Furthermore, the budget serves as a tool for the redistribution of the country’s financial resources. This is most clearly
manifested in the sustained funding for the social services sector. Through various social programs especially those targeted
for the poor, the government hopes to raise the rate of return on human capital; provide immediate relief to the needy; and
extend better opportunities for self-help, livelihood and employment activities.
Expenditures may increase or decrease depending on the government’s policy of how much it would like to put into the
economy. The more the government intends to raise the country’s level of development, the more expenditure rise.
Furthermore, the maturity of the country’s debt also determines the size of the budget and how it differs from year to year.
When the loans which were incurred in the past fall due, scheduled payments for a given year are included in the year’s
expenditure program. Also, government’s assumption of liabilities of Government Corporation and financial institutions
contributes to the increase in the allocation of debt servicing. These, in turn, increase the budget deficit which contributes
to higher interest payments and a bigger over-all budget.
Commodity price increase equated to inflation also requires that the budget be adjusted so that it would still be able to buy
the quantity of goods and services that the government is aiming for.
Why does the government borrow from foreign sources? Why can’t it make do with what is collected locally.

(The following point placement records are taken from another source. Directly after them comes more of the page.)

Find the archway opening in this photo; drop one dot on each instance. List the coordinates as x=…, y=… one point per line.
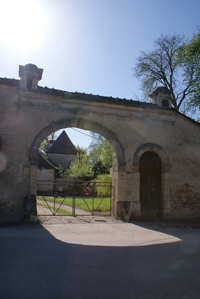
x=150, y=185
x=78, y=180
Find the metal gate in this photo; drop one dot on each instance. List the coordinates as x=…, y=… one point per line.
x=73, y=198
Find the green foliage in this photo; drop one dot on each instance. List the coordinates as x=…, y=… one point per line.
x=103, y=185
x=101, y=155
x=161, y=67
x=81, y=167
x=44, y=144
x=188, y=57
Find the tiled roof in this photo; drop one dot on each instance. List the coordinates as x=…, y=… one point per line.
x=62, y=145
x=90, y=97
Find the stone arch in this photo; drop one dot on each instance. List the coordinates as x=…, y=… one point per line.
x=81, y=124
x=67, y=123
x=165, y=200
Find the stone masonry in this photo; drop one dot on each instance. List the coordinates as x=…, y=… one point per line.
x=29, y=113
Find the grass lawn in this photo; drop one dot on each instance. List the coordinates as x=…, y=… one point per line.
x=104, y=206
x=61, y=211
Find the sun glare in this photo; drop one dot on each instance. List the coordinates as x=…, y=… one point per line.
x=21, y=24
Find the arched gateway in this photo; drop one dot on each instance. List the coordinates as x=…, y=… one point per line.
x=149, y=140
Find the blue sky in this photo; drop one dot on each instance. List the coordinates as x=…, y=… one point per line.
x=88, y=45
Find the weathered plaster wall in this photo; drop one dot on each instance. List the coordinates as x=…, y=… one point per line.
x=27, y=117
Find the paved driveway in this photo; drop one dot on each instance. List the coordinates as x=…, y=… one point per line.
x=98, y=258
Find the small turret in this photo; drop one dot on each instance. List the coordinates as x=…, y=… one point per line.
x=162, y=97
x=30, y=74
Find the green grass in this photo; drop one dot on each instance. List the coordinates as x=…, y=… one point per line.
x=104, y=206
x=61, y=211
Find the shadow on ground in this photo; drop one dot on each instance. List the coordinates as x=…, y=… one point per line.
x=34, y=264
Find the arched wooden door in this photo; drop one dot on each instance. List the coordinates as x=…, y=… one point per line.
x=150, y=185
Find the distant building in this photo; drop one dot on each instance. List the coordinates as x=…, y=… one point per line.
x=62, y=152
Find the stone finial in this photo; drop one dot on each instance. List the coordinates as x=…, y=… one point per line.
x=162, y=97
x=30, y=74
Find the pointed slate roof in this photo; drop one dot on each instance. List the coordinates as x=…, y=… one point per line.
x=43, y=162
x=62, y=145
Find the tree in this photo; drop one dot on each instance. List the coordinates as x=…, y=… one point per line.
x=81, y=167
x=188, y=57
x=161, y=67
x=100, y=155
x=45, y=144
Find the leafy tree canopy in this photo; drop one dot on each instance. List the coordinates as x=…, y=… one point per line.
x=81, y=167
x=161, y=67
x=44, y=144
x=188, y=57
x=100, y=154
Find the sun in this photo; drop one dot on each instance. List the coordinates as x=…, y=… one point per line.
x=21, y=24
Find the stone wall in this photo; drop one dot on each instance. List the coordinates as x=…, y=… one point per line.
x=27, y=117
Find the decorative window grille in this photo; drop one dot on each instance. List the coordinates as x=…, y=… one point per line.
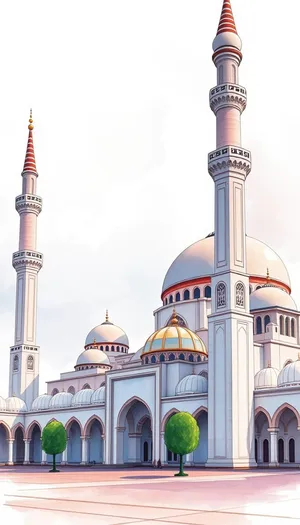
x=240, y=295
x=221, y=295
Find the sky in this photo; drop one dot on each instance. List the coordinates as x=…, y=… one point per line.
x=119, y=92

Relying only on domestic or local resources to finance such projects will limit our government’s capacity to provide this
needed support. If the government takes too large a share of domestic resources, local private demand will have less for
their own projects and activities. As a result, credit will be tight, interest charges will be high and prices of goods and
services will go up.
The absence of a long-term domestic capital market and the limited savings in the country, moreover, render the
domestic resources insufficient to finance the enormous requirements of development. By borrowing from foreign
sources, the government takes advantage of long-term loans which are readily available abroad with lower interest rates in
international capital markets.
It should be emphasized that our national government uses borrowing proceeds solely to finance carefully selected capital
projects supportive of the country’s development goals
The Philippine Constitution requires the President “to submit to Congress, within 30 days from the opening of every regular
session as the general appropriations bill, a budget of expenditures and sources of financing, including receipts from
existing and proposed revenue measures”.
The annual preparation of the National Budget also ensures that all government spending is reviewed and justified anew
each year. Even so, the government also adopts a three-year perspective (see succeeding section on Medium-Term
Expenditure Framework). This ensures that the National Government remains strategic in managing its resources.